According to Draghi, the EU must rethink its competition rules to allow mergers between telecom companies. The economies of scale that such mergers bring will allow European companies to better compete with the big tech giants from the U.S. and China, such as Google, Amazon, and Huawei, which are increasingly influential in the digital infrastructure. These companies have the resources and scale to invest in new technologies, while the fragmented market often limits European companies. By facilitating mergers, EU countries can create a more robust and competitive telecoms landscape, ultimately benefiting both the economy and consumers.
€800 billion needed
In addition to pointing out the problems, Draghi reaches out for solutions. As a former president of the ECB, this is immediately complemented by concrete figures—in this case, the cost. That’s a hefty 750 to 800 billion euros. The money will not go entirely to investments in the technology sector, but it should free up some budget to invest in strategic sectors such as AI, semiconductors, and green energy.
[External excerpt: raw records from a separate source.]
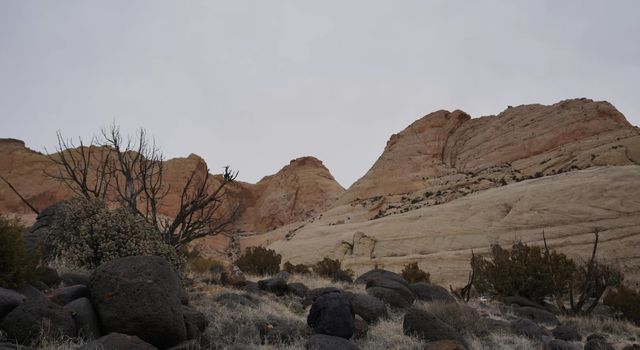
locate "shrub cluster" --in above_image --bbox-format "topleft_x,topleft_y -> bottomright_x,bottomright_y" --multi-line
282,261 -> 311,275
604,286 -> 640,326
46,198 -> 183,269
236,247 -> 282,276
0,215 -> 39,288
402,262 -> 431,283
312,258 -> 353,282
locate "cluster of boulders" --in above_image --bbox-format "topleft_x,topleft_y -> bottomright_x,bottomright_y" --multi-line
0,256 -> 207,350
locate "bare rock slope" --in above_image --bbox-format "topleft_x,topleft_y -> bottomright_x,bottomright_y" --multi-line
242,99 -> 640,283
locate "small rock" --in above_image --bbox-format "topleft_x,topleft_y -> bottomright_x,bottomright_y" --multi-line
48,284 -> 89,305
305,334 -> 360,350
511,318 -> 543,340
64,298 -> 102,339
409,282 -> 456,303
348,293 -> 389,323
402,309 -> 462,341
258,277 -> 287,296
513,306 -> 560,325
0,288 -> 27,320
424,340 -> 466,350
60,272 -> 89,287
551,324 -> 582,341
287,283 -> 309,299
78,333 -> 157,350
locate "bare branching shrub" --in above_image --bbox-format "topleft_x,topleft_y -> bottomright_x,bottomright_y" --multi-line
471,232 -> 623,314
282,261 -> 311,275
0,215 -> 39,288
604,286 -> 640,326
235,247 -> 282,276
312,258 -> 353,282
402,262 -> 431,283
47,125 -> 238,249
46,197 -> 181,269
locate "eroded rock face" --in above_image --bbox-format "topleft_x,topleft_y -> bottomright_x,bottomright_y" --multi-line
89,256 -> 187,349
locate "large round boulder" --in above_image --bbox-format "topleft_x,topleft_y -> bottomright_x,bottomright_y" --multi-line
0,296 -> 76,344
0,288 -> 27,320
305,334 -> 360,350
402,309 -> 462,341
78,333 -> 157,350
64,298 -> 102,339
89,256 -> 187,348
347,293 -> 389,323
409,282 -> 456,303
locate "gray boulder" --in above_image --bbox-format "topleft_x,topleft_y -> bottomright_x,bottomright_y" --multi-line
367,287 -> 411,309
510,318 -> 544,340
355,269 -> 409,287
78,333 -> 157,350
258,277 -> 287,296
409,282 -> 456,303
402,309 -> 462,342
0,297 -> 77,344
49,284 -> 89,305
89,256 -> 187,348
305,334 -> 360,350
513,306 -> 560,326
367,278 -> 416,304
348,293 -> 389,323
64,298 -> 102,339
0,288 -> 27,320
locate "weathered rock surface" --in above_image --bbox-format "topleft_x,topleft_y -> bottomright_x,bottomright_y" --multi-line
89,256 -> 187,348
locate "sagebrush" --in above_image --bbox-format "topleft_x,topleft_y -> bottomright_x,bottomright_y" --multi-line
46,197 -> 183,269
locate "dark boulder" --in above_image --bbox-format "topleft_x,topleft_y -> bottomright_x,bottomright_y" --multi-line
367,287 -> 411,309
48,284 -> 89,305
0,288 -> 27,320
402,309 -> 462,341
307,292 -> 355,339
305,334 -> 360,350
424,340 -> 466,350
64,298 -> 102,339
258,277 -> 287,296
0,297 -> 77,344
60,272 -> 89,287
409,282 -> 456,303
551,324 -> 582,341
347,293 -> 389,323
511,318 -> 544,340
355,269 -> 409,287
36,266 -> 60,287
545,339 -> 582,350
353,317 -> 369,339
89,256 -> 187,348
584,338 -> 615,350
78,333 -> 157,350
182,305 -> 209,339
287,283 -> 309,299
367,278 -> 416,304
513,306 -> 560,326
215,293 -> 260,307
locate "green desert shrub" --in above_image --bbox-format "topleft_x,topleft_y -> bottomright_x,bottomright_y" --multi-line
471,242 -> 577,302
236,247 -> 282,276
282,261 -> 311,275
312,258 -> 353,282
47,198 -> 183,269
604,286 -> 640,326
402,262 -> 431,283
0,215 -> 39,288
184,249 -> 224,274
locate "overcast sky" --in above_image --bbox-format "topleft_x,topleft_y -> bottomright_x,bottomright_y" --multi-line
0,0 -> 640,187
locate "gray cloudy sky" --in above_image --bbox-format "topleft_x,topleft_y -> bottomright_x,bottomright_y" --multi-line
0,0 -> 640,187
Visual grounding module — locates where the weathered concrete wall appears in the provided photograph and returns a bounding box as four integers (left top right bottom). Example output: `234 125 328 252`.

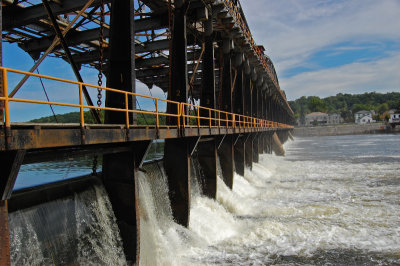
294 123 390 137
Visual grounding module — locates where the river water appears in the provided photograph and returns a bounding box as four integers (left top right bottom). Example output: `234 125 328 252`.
10 135 400 265
140 135 400 265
According to Draghi, this amount is necessary for the EU to regain its technological edge and make a sovereign digital infrastructure independent of foreign influence. A particular focus is needed in areas where technological sovereignty is required, such as security and a sovereign cloud.
Conclusion
Draghi’s report is an urgent call to action. The economic and technological gap between the U.S. and China is wide but not insurmountable. The EU faces the challenge of regulatory reform and proactive industrial policies that encourage innovation and provide economies of scale. If Europe takes these recommendations to heart, it can not only regain its competitiveness but also play a leading role in the world’s technological future.